TGIF: Powder Yer Donuts!

JAGERBOMBS ON THE TRESSMEISTER!!!!! Whoooo. Commin' at you live from the Bdubs e-cafe doing a little Friday afternoon speed dating. But, hey no fatties! Ha! Yeah right, who am I kidding? I've been known to do a little hogging from time to time.

Whatever you might hear about me and Big Sheila from Applebee's is a complete fucking lie and I will send out some of my Line-Dawgs to fuck their lying ass up like a car crash.

If I don't shit blood tomorrow then the evening was a waste.

I am gonna fucking party tonight. Football season's coming up and I am way stressed. The other day, the boss was givin me shit about my flip-flops. I won an NCAA championship! I can wear flip flops to work if I fucking feal like it. They're red and gray for Chrissakes. I'm really hungry right now, especially after Two-Js. I'll tell ya, bout five minutes ago, Less Wexner and I were eatin wings, and he's like wahhhh these wings are hot.
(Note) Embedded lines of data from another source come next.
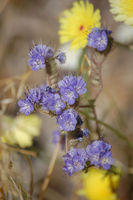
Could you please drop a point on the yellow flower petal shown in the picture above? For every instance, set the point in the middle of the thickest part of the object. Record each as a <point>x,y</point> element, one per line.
<point>97,185</point>
<point>123,10</point>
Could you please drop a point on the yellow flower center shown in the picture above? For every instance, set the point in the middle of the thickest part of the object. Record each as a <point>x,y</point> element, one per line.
<point>127,7</point>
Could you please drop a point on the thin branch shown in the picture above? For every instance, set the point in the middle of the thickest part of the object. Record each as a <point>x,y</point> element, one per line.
<point>22,151</point>
<point>96,120</point>
<point>85,106</point>
<point>31,177</point>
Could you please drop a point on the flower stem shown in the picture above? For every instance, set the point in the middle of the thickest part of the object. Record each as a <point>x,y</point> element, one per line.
<point>50,170</point>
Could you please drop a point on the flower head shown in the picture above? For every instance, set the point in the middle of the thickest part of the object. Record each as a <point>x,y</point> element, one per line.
<point>35,95</point>
<point>102,182</point>
<point>26,107</point>
<point>74,161</point>
<point>56,136</point>
<point>38,56</point>
<point>98,39</point>
<point>67,121</point>
<point>71,87</point>
<point>86,132</point>
<point>61,57</point>
<point>99,154</point>
<point>52,101</point>
<point>123,10</point>
<point>77,23</point>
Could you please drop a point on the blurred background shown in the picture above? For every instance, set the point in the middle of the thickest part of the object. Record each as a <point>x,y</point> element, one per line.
<point>26,22</point>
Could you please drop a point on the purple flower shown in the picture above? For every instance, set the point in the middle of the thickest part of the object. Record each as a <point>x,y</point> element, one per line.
<point>56,104</point>
<point>86,132</point>
<point>35,95</point>
<point>98,38</point>
<point>99,154</point>
<point>71,87</point>
<point>26,107</point>
<point>106,160</point>
<point>74,161</point>
<point>67,120</point>
<point>56,136</point>
<point>52,101</point>
<point>69,95</point>
<point>38,56</point>
<point>61,57</point>
<point>80,86</point>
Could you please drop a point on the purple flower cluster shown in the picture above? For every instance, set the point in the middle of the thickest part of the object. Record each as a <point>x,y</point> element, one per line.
<point>71,87</point>
<point>74,161</point>
<point>43,96</point>
<point>38,56</point>
<point>67,121</point>
<point>98,38</point>
<point>98,153</point>
<point>47,98</point>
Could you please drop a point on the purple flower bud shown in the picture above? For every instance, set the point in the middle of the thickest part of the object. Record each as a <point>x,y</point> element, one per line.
<point>61,57</point>
<point>38,56</point>
<point>26,107</point>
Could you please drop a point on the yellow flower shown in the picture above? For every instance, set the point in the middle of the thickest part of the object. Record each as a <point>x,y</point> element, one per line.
<point>77,23</point>
<point>123,10</point>
<point>20,130</point>
<point>97,185</point>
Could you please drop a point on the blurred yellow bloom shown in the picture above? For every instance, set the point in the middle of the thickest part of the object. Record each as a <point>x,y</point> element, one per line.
<point>20,130</point>
<point>123,10</point>
<point>77,23</point>
<point>97,185</point>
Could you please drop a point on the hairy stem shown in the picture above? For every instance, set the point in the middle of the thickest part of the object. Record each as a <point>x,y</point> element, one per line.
<point>50,171</point>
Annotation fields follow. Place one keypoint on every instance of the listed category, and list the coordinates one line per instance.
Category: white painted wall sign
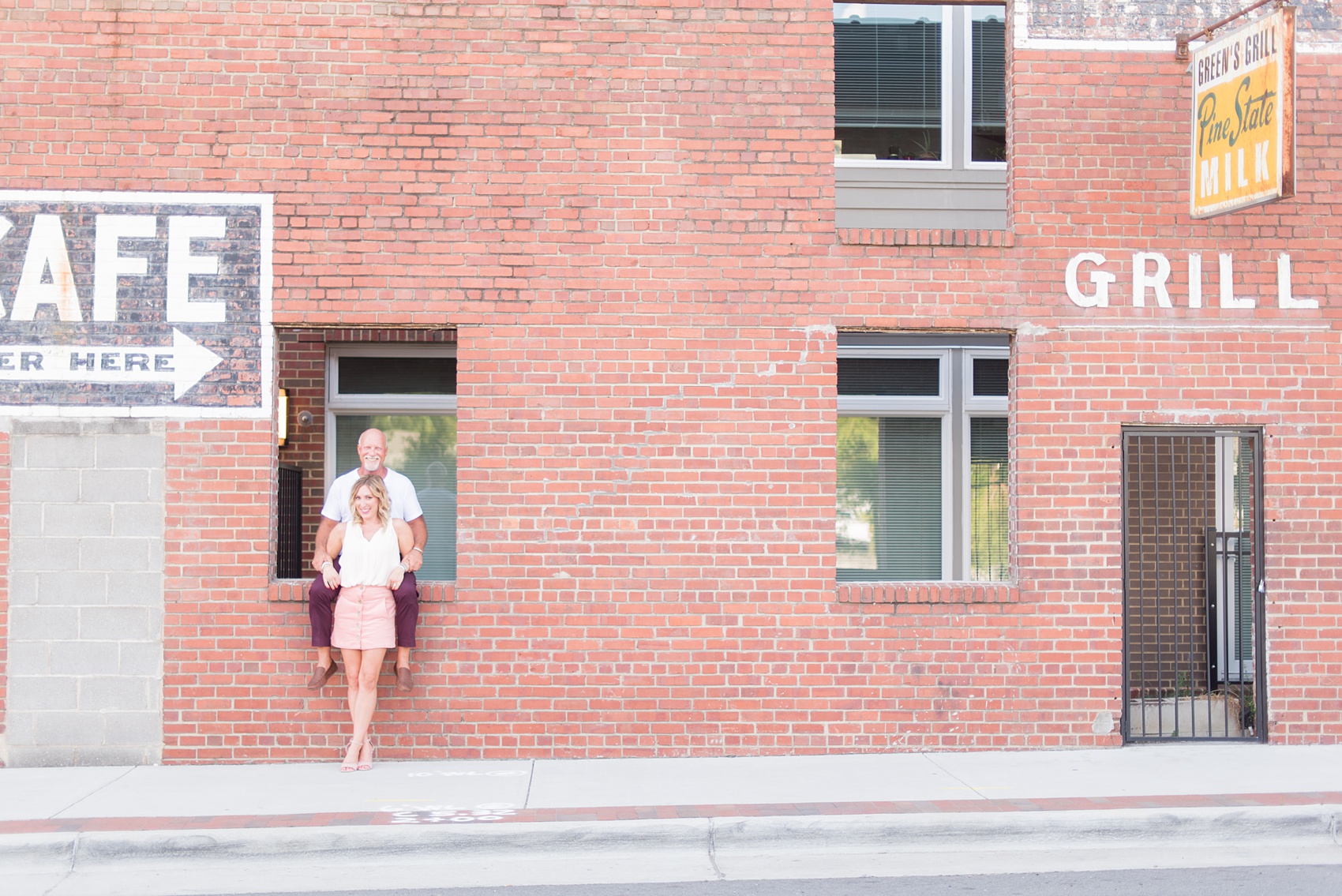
(141, 303)
(1091, 285)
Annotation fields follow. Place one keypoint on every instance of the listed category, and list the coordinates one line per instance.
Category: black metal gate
(1194, 585)
(289, 523)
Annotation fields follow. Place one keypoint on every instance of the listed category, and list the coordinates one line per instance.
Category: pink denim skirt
(365, 617)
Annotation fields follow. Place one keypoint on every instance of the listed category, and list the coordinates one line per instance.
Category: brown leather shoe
(321, 675)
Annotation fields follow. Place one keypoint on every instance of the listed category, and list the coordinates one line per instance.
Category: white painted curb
(785, 836)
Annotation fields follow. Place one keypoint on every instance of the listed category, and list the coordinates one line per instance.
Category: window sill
(928, 593)
(870, 236)
(294, 590)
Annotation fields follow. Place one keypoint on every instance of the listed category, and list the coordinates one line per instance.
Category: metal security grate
(289, 525)
(1192, 585)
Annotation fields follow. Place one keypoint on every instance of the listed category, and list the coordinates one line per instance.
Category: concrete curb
(1314, 827)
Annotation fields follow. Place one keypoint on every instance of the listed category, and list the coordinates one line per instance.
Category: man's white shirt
(399, 489)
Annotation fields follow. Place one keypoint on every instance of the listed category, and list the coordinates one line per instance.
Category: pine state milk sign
(1244, 117)
(136, 303)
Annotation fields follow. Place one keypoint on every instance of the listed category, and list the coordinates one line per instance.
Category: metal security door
(1192, 585)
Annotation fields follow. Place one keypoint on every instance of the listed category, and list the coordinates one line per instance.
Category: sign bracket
(1181, 40)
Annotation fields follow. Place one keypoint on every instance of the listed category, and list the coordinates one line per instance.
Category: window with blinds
(887, 81)
(988, 84)
(922, 462)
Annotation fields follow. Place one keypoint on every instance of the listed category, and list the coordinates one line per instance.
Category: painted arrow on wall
(183, 364)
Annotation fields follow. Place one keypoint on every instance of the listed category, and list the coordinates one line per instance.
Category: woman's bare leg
(352, 669)
(369, 667)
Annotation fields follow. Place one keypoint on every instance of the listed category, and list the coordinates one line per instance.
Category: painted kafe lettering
(183, 364)
(1150, 274)
(145, 303)
(109, 264)
(47, 276)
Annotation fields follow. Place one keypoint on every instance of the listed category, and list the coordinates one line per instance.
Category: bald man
(325, 589)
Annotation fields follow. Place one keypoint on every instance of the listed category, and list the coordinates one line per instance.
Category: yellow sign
(1244, 117)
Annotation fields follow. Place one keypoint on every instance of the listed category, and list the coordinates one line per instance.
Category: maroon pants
(321, 610)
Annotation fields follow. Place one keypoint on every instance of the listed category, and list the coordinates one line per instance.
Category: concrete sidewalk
(216, 829)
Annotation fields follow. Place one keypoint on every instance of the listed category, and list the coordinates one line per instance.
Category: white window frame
(956, 502)
(968, 144)
(377, 404)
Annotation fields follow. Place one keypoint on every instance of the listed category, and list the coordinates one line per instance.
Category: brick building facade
(619, 219)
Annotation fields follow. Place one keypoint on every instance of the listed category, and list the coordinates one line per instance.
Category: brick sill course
(295, 590)
(926, 593)
(874, 236)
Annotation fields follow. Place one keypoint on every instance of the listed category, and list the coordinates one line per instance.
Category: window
(922, 458)
(921, 115)
(410, 395)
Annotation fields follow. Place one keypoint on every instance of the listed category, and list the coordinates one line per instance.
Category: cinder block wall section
(86, 597)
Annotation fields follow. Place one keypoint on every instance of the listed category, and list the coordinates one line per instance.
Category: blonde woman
(371, 548)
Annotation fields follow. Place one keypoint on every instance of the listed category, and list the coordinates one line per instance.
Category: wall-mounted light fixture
(282, 429)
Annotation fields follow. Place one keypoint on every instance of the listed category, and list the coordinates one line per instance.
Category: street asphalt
(456, 824)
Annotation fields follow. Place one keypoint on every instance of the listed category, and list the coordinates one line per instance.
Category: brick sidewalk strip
(634, 813)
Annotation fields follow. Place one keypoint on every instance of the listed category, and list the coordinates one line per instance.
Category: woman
(369, 546)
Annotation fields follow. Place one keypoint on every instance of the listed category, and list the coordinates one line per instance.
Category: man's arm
(324, 533)
(420, 531)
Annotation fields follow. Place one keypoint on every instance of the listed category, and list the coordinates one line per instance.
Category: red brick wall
(627, 211)
(4, 570)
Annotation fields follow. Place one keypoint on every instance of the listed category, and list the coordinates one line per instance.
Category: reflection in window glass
(855, 525)
(988, 494)
(889, 493)
(422, 447)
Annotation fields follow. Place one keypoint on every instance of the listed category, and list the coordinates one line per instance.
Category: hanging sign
(134, 303)
(1244, 117)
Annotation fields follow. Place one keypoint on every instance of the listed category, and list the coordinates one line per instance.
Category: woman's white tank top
(368, 561)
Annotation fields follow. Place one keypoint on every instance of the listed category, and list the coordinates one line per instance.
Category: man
(321, 604)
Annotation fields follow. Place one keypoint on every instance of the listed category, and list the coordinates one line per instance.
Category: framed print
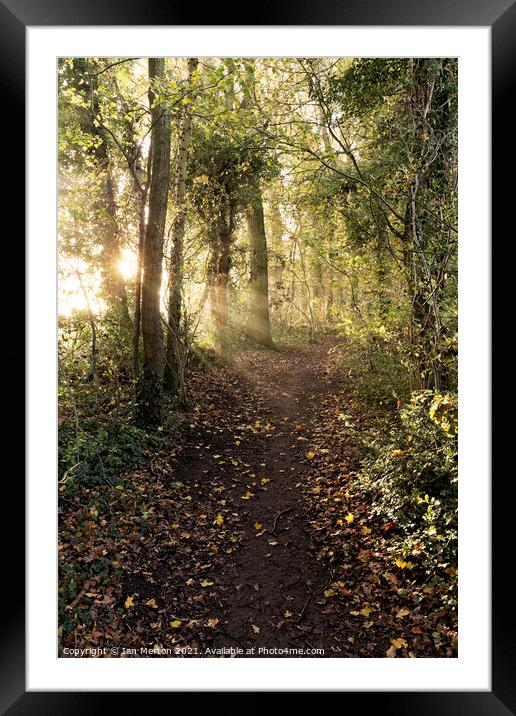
(259, 409)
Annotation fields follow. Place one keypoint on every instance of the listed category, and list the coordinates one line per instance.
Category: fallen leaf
(399, 643)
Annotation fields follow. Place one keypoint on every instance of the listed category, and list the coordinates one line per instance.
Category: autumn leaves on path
(228, 560)
(243, 535)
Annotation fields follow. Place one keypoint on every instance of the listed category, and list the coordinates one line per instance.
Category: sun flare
(128, 264)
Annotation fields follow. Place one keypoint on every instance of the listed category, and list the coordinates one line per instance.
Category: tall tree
(150, 385)
(85, 81)
(175, 353)
(258, 327)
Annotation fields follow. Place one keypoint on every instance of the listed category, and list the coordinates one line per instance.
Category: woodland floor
(236, 537)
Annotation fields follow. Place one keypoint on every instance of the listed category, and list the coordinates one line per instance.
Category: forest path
(229, 548)
(276, 579)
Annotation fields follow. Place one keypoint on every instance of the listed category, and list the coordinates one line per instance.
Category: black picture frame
(500, 15)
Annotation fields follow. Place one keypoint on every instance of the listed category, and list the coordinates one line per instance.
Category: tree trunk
(258, 327)
(150, 385)
(105, 206)
(175, 354)
(218, 273)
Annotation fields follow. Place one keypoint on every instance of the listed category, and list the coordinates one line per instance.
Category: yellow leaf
(399, 643)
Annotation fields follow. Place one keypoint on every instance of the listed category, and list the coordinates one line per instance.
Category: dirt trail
(252, 579)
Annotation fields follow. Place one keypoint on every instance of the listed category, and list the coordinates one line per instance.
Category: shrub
(410, 471)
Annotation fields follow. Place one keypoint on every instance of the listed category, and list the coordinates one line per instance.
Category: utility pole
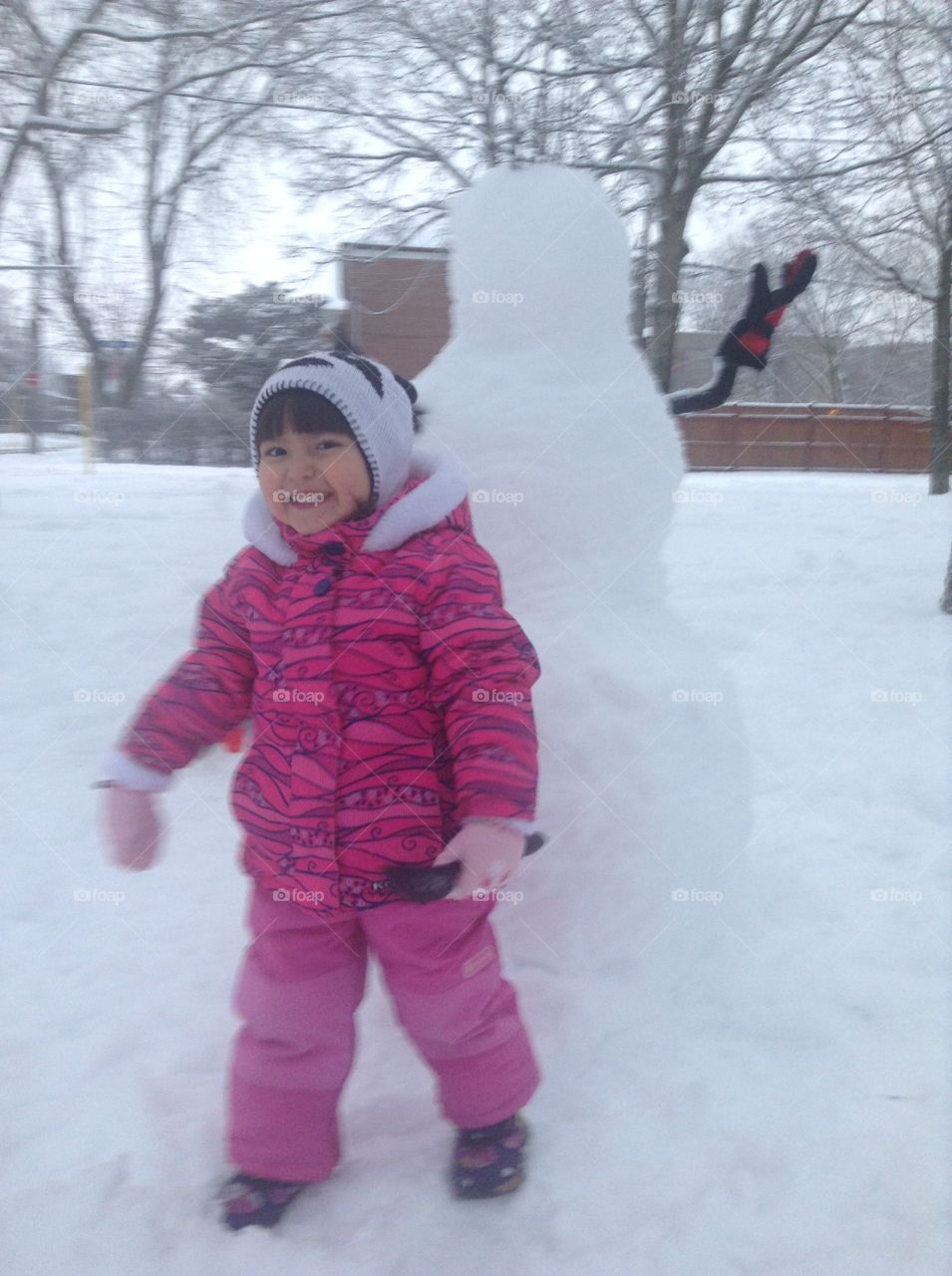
(33, 388)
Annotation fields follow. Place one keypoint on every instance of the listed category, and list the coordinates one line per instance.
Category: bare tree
(45, 45)
(172, 146)
(647, 95)
(842, 310)
(892, 209)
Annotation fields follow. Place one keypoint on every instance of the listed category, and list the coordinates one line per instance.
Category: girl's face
(313, 481)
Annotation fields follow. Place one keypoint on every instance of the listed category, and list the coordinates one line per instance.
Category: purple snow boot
(487, 1161)
(251, 1199)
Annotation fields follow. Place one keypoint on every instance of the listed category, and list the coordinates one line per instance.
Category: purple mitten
(488, 852)
(131, 827)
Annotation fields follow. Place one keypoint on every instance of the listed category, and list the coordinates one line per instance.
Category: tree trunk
(939, 374)
(669, 256)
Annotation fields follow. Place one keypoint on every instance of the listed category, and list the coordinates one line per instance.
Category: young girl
(363, 630)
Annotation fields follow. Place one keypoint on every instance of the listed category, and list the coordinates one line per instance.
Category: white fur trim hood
(443, 487)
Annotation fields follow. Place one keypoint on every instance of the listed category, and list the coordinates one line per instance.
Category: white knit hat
(376, 402)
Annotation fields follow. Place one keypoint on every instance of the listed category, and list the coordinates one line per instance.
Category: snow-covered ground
(782, 1111)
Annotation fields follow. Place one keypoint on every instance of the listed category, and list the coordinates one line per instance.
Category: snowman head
(538, 253)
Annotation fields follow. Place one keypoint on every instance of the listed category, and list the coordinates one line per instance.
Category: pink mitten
(488, 853)
(131, 825)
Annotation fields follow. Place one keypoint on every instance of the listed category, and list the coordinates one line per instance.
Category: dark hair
(308, 414)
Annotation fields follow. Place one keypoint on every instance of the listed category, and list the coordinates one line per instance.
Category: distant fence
(807, 437)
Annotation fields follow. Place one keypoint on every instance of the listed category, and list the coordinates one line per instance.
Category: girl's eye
(324, 443)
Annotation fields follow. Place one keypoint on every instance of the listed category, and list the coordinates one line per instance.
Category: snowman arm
(748, 342)
(706, 396)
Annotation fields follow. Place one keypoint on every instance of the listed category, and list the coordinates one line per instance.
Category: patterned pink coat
(390, 694)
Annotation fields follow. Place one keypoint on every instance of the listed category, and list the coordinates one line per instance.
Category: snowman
(575, 470)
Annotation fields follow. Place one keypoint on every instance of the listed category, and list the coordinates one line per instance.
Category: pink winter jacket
(390, 694)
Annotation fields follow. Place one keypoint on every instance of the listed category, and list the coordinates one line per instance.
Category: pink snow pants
(297, 989)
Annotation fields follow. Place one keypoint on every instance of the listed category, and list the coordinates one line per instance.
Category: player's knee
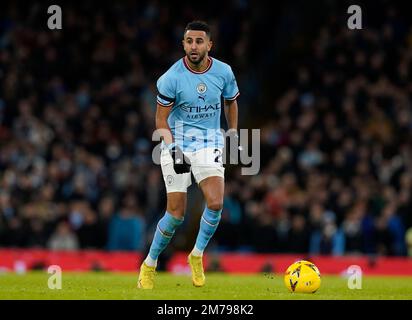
(215, 205)
(176, 210)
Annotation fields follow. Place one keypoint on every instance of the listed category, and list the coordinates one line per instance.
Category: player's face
(196, 45)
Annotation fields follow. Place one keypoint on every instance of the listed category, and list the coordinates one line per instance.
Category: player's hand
(181, 163)
(235, 148)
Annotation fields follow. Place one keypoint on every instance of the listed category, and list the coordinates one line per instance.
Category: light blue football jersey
(195, 99)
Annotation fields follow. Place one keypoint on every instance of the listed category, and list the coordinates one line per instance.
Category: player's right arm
(166, 86)
(162, 114)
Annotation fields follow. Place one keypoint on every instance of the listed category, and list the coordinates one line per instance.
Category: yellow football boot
(146, 277)
(196, 266)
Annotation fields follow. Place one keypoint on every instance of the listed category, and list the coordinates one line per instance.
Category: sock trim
(209, 223)
(165, 233)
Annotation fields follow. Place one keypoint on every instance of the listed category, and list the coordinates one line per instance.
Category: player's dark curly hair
(198, 26)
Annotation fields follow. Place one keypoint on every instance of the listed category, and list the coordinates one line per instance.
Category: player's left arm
(231, 114)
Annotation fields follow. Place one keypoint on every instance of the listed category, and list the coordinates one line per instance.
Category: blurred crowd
(77, 115)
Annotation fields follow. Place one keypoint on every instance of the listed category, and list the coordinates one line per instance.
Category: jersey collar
(210, 60)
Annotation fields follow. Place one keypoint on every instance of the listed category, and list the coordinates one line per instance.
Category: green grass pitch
(102, 285)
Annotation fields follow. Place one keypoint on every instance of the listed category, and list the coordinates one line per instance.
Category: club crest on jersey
(201, 88)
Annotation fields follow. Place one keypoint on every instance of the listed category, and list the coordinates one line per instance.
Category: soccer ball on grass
(303, 277)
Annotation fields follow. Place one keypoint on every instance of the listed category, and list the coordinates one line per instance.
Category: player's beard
(198, 60)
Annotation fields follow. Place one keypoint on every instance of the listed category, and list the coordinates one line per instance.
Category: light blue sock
(164, 232)
(208, 225)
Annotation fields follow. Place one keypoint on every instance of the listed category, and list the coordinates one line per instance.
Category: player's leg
(213, 189)
(209, 174)
(176, 187)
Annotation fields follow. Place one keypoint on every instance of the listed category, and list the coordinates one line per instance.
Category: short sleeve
(230, 90)
(166, 92)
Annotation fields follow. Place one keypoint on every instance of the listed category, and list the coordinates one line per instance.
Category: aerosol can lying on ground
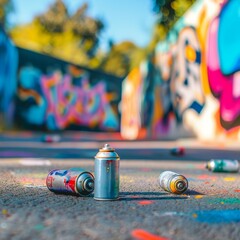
(223, 165)
(74, 181)
(106, 172)
(173, 182)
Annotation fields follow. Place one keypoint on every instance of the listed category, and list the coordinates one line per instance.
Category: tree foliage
(73, 38)
(168, 11)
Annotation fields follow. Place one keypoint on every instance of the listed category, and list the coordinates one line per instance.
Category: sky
(131, 20)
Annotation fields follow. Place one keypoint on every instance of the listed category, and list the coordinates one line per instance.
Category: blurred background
(148, 69)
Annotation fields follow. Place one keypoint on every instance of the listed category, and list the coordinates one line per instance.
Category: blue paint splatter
(218, 216)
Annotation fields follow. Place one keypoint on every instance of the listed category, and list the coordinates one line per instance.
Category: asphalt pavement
(210, 209)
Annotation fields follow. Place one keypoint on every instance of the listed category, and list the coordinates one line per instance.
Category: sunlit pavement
(210, 209)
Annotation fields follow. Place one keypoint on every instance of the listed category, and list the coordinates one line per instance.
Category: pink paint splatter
(141, 234)
(203, 177)
(145, 202)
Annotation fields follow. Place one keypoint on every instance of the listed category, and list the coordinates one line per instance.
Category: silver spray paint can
(74, 181)
(173, 182)
(106, 172)
(223, 165)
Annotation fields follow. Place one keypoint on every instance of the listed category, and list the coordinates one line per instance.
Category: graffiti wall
(8, 70)
(195, 78)
(56, 95)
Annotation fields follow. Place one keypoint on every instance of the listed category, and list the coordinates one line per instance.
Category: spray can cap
(107, 152)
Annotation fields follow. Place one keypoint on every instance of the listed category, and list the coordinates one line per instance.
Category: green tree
(70, 37)
(169, 11)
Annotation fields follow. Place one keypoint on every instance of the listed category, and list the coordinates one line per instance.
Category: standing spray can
(223, 165)
(75, 181)
(106, 172)
(173, 182)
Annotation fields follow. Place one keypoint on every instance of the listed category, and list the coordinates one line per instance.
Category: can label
(165, 179)
(62, 181)
(173, 182)
(224, 165)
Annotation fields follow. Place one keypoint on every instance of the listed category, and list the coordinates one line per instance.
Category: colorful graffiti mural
(56, 95)
(8, 69)
(196, 77)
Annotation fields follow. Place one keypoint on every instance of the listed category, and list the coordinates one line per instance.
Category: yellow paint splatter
(198, 196)
(229, 179)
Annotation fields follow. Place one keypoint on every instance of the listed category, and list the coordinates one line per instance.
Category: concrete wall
(191, 86)
(8, 76)
(39, 92)
(56, 95)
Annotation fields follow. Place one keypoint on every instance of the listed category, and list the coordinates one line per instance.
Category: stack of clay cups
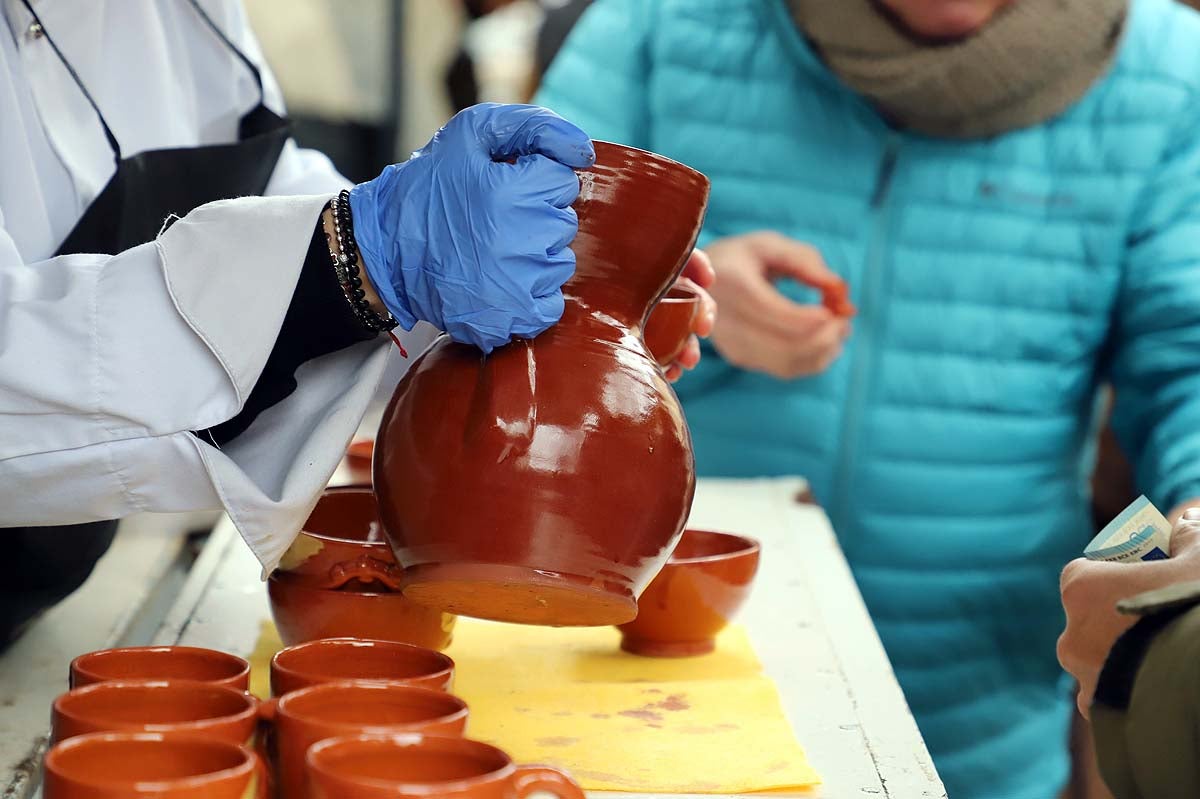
(348, 718)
I was like "Wex, you pussy, these wings are weak! They aren't even hot enough to make my sack sweat." Then I purple nurpled him and he cried little a girl.

Speaking of sacks, I went to the Fairfield County Fair last night. Have you ever seen a goat's balls when it's 80 degrees out. I mean hey, I'm over fifty, so my sack has a tendency to lowride, seriously, but those fuckers drag!!!

Man in this heat, you gotta pack some Gold Bond, Coach Jimmy's rule number 1: POWDER YOUR DONUTS! Afterwards, you feel like sweet Jesus himself gave you a kiss smack dab on both your buckeyes! If that's not heaven, give me a one-way ticket to H-E-double hockey sticks any day, but hey, just let me pack my GBP.

I make the whole team powder em' and that's why we're perennial contenders. do you think I'd have made it to so many bowl games if I had to stop every ten seconds to scratch the old spooge wallet?

Look, I'm getting off on a rant, here. I just wasted 20 minutes of happy hour writing this fucker. Besides, there's these two broads givin us the eye from across the bar. One of em's kind of a porker, but I'd stuff the other one. I'll let Lessy Wex have 'er, he's part gay anyhow. Still I'm gonna be balls deep tonight, good thing they're dry.